Schutz vor Infektionen durch Lebensmittel

  • Schwangere sollen keine rohen tierischen Lebensmittel essen. Dazu zählen rohes oder nicht durchgebratenes Fleisch, Rohwurst (z.B. Salami), roher Fisch, Rohmilch, rohe Eier sowie daraus hergestellte, nicht ausreichend erhitzte Speisen und Produkte.

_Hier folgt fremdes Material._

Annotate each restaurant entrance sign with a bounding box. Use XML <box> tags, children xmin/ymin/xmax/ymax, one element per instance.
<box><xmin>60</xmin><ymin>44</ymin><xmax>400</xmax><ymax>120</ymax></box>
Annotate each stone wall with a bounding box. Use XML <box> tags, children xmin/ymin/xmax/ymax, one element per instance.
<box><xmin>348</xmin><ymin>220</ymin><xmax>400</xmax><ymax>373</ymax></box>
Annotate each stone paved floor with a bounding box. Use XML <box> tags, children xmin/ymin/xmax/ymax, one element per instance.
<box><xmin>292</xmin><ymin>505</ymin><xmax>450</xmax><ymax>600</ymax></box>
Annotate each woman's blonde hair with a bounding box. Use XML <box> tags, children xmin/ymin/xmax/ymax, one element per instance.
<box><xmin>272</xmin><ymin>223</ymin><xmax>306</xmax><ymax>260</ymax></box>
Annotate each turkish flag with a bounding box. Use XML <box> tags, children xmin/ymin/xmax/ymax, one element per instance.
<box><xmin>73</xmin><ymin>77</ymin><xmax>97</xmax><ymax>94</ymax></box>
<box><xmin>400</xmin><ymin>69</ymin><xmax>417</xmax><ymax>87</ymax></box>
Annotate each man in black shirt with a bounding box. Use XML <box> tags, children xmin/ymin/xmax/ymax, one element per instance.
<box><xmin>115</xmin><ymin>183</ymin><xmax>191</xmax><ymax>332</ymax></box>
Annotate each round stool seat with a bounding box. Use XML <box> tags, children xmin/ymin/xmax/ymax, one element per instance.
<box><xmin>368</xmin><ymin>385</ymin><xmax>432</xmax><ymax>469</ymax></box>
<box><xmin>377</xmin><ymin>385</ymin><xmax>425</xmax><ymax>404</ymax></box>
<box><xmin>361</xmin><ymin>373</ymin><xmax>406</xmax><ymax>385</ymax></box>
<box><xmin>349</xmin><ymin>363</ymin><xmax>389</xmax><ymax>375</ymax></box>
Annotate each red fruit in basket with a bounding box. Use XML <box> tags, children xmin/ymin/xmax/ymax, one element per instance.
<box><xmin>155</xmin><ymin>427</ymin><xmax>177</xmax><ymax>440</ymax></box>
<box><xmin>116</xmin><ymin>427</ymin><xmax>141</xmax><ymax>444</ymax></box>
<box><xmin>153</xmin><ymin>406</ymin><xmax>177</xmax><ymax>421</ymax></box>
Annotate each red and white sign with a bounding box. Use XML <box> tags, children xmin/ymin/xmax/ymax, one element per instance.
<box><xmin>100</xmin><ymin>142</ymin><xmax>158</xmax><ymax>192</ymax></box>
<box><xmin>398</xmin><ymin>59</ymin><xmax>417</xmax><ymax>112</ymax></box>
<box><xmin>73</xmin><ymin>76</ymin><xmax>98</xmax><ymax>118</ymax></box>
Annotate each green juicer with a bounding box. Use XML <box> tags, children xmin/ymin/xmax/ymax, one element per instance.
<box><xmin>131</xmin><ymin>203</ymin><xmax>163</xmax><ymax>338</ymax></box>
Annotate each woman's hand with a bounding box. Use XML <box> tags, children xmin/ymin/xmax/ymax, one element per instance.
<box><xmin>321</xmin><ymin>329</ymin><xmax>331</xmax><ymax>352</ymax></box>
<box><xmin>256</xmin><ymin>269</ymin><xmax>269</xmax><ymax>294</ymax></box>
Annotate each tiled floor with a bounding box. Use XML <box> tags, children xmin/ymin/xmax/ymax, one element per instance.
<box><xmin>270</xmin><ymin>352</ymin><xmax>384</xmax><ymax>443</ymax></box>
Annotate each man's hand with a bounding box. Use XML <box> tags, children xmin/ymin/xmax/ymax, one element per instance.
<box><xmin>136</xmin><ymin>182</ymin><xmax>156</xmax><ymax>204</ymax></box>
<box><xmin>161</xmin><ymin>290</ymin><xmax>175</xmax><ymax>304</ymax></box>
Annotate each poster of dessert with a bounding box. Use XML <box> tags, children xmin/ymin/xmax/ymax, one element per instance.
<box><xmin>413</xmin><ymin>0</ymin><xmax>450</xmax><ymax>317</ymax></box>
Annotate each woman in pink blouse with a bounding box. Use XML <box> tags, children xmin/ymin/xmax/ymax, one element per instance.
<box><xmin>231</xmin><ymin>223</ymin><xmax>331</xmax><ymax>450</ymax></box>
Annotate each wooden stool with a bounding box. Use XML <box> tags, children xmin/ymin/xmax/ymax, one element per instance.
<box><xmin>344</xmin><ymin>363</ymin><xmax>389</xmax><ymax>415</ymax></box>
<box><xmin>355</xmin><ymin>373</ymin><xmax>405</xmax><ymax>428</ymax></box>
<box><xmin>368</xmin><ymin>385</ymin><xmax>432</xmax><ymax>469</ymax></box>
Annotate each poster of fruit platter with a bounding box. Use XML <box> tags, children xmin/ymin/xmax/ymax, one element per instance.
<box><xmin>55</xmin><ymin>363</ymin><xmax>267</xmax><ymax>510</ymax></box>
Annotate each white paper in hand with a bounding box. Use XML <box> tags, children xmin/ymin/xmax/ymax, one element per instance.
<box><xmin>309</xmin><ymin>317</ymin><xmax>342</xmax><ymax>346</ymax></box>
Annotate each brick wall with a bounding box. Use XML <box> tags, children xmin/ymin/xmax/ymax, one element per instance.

Auch Weichkäse und Räucherfisch sollen gemieden werden.
  • Obst, Gemüse und Salate sollen vor dem Verzehr gründlich gewaschen, frisch zubereitet und bald verzehrt werden. Vorbereitete, abgepackte Salate sollen Schwangere nicht verzehren.
  • Mit Erde behaftete Lebensmittel, z. B. Karotten oder Kartoffeln, sind getrennt von anderen Lebensmitteln aufzubewahren und vor der Verwendung gründlich zu waschen.

Genussmittel

Alkohol

  • Schwangere sollen Alkohol meiden. Am sichersten ist es, in der Schwangerschaft keinen Alkohol zu trinken.

Rauchen

  • Schwangere sollen nicht rauchen und sich nicht in Räumen aufhalten, in denen geraucht wird oder wurde.

 

Koffeinhaltige Getränke

  • Schwangere sollten koffeinhaltige Getränke nur in moderaten Mengen trinken. Bis zu 3 Tassen Kaffee pro Tag werden als unbedenklich angesehen.
  • Vom Konsum koffeinhaltiger Energydrinks in der Schwangerschaft wird abgeraten.

 

Körpergewicht und Gewichtsentwicklung

  • Das Körpergewicht der Frau vor der Schwangerschaft ist von großer Bedeutung für den Schwangerschafts- und Geburtsverlauf sowie für die Gesundheit des Kindes. Deshalb sollten Frauen schon vor der Schwangerschaft Normalgewicht anstreben.
  • Eine normale Gewichtszunahme in der Schwangerschaft liegt für normalgewichtige Frauen zwischen etwa 10 und 16 kg.

 

Bewegung

  • Körperliche Aktivität in der Schwangerschaft ist wünschenswert und dient der Gesundheit von Mutter und Kind.
  • Schwangere sollten täglich in Bewegung sein (körperliche Aktivitäten im Alltag und/oder Sport).
  • Sportliches Training sollte in der Schwangerschaft nur mit mäßiger Intensität ausgeübt werden. Das ist der Fall, wenn eine Unterhaltung während des Sporttreibens noch möglich ist (Talk-Test).

 

Arzneimittel in der Schwangerschaft

  • Arzneimittel sollen in der Schwangerschaft  nur nach Rücksprache oder in Absprache mit dem Arzt eingenommen oder abgesetzt werden.

 

Typische Schwangerschaftsbeschwerden

  • Bei typischen Schwangerschaftsbeschwerden (Übelkeit, Verstopfung, Sodbrennen etc.) sollten sich Schwangere medizinisch beraten lassen.

 

Vorbereitung auf das Stillen

  • Werdende Eltern sollten sich bereits in der Schwangerschaft über das Stillen informieren und beraten lassen. Denn Stillen ist das Beste für Mutter und Kind.

 

Mütterliche Ernährung in der Schwangerschaft zur Allergieprävention beim Kind

  • Das Meiden bestimmter Lebensmittel in der Schwangerschaft hat keinen Nutzen für eine Allergieprävention beim Kind.
  • Regelmäßiger Verzehr von Fisch (fettreichem Meeresfisch) in der Schwangerschaft wird auch unter dem Gesichtspunkt einer möglichen Allergieprävention empfohlen.
  • Eine Zufuhr von Prä- und Probiotika in der Schwangerschaft bietet keine hinreichend bewiesenen Vorteile für die Allergieprävention beim Kind.